Era impossível não imaginar que talvez aquela criança, o filho deles, pudesse herdar sua dificuldade com a fala. No entanto, lembrou a si mesmo que se isso acontecesse, iria amá-lo do mesmo jeito e ajudá-lo no que fosse preciso. E não estaria sozinho nisso, teria a mulher que amava ao seu lado. Tudo daria certo.

Também havia a chance da criança ser como Daphne, e ele estar preocupado sem necessidade.

De qualquer jeito, seria uma criança muito especial e muito amada.

— Feliz?

Daphne parecia temerosa agora, e isso fez Simon se sentir um bruto. Claro que ela estava insegura, provavelmente recordando o histórico tumultuoso do casamento até chegarem ali e se perguntando se Simon estava bem com a novidade, interpretando errado a inércia dele.

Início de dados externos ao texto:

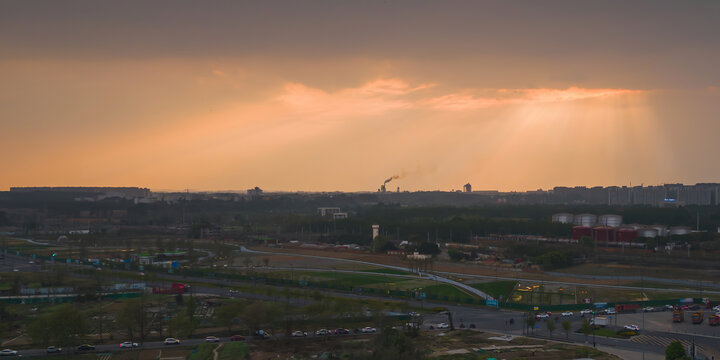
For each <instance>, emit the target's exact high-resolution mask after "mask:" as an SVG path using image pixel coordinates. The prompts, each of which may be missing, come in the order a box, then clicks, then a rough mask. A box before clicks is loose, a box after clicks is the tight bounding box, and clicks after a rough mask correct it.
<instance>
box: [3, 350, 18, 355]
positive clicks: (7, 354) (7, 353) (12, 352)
mask: <svg viewBox="0 0 720 360" xmlns="http://www.w3.org/2000/svg"><path fill="white" fill-rule="evenodd" d="M16 355H17V350H10V349H5V350H2V351H0V356H16Z"/></svg>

Assim, Simon olhou para dentro de si mesmo e, apesar do medo, encontrou outra coisa também. Algo mais forte e mais importante. Ele queria ser pai. Não tinha percebido, até aquele momento, o quanto queria isso.

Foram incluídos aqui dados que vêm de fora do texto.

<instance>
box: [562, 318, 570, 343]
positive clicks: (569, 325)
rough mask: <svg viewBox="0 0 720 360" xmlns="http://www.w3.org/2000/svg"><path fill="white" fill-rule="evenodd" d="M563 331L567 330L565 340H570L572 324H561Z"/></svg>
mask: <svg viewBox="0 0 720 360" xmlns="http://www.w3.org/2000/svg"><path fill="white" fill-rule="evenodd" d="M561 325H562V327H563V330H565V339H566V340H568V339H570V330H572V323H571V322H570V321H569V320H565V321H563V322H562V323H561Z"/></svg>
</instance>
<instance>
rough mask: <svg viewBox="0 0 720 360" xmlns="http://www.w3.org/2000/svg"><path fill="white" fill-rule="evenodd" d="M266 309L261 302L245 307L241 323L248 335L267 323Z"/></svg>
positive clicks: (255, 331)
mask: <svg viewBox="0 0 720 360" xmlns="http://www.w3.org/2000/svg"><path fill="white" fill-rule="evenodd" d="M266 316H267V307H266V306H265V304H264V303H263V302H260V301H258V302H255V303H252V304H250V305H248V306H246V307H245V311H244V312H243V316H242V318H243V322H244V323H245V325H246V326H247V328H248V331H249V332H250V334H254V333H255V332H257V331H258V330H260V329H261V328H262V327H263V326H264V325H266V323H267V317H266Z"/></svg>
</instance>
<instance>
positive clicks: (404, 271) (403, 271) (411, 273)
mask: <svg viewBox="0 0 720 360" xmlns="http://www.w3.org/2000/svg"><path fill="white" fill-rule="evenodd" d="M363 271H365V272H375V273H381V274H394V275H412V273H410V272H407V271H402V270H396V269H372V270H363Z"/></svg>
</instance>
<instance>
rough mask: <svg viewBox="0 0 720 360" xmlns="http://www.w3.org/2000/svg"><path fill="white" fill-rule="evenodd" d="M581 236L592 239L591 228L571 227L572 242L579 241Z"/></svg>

Emocionado, tocou o rosto da esposa com carinho, sorriu e lhe disse:

— Feliz não chega nem perto. Isso é... incrível, Daff. Nunca me senti tão vivo também. Nem tão esperançoso.

Os ombros dela relaxaram e um suspiro de alívio escapou. Um sorriso exuberante surgiu, ocupando metade do rosto dela, e o duque sentiu seu coração disparar mais uma vez.

— Mesmo?

Simon trouxe Daphne para mais perto, colando seus corpos de maneira calorosa e indecente. Não ligou, estavam sozinhos ali, eram marido e mulher e aquela era a casa deles. Em breve, o lar de uma terceira pessoa muito importante para os dois.

Com esse pensamento, tomou os lábios de Daphne para si num beijo que reunia todas as palavras que ele gostaria de dizer. Agradecendo com seu corpo por ela ter lutado por ele e o libertado do fantasma do pai. Agradecendo por Daphne tê-lo salvado da raiva e de si mesmo. Por ter lhe dado esperança ao entrar em seu caminho.

Simon moveu a língua com reverência, fazendo Daphne se derreter em seus braços e se agarrar mais a ele para não cair. Beijou-a com tudo o que tinha, para fazê-la entender o quanto ele estava feliz e o quanto confiava que seriam cada vez mais felizes.

Quando finalmente se deu por satisfeito, Simon afastou os lábios e observou, com orgulho masculino e um olhar diabólico, a esposa visivelmente zonza e arrebatada em seus braços.

Sem fôlego, tudo o que ela conseguiu dizer foi:

— Boa resposta... Vossa Graça...

Simon riu.

Daphne riu.

Como Lady Whistledown dissera certa vez, aquele era mesmo o casal mais apaixonado de Londres.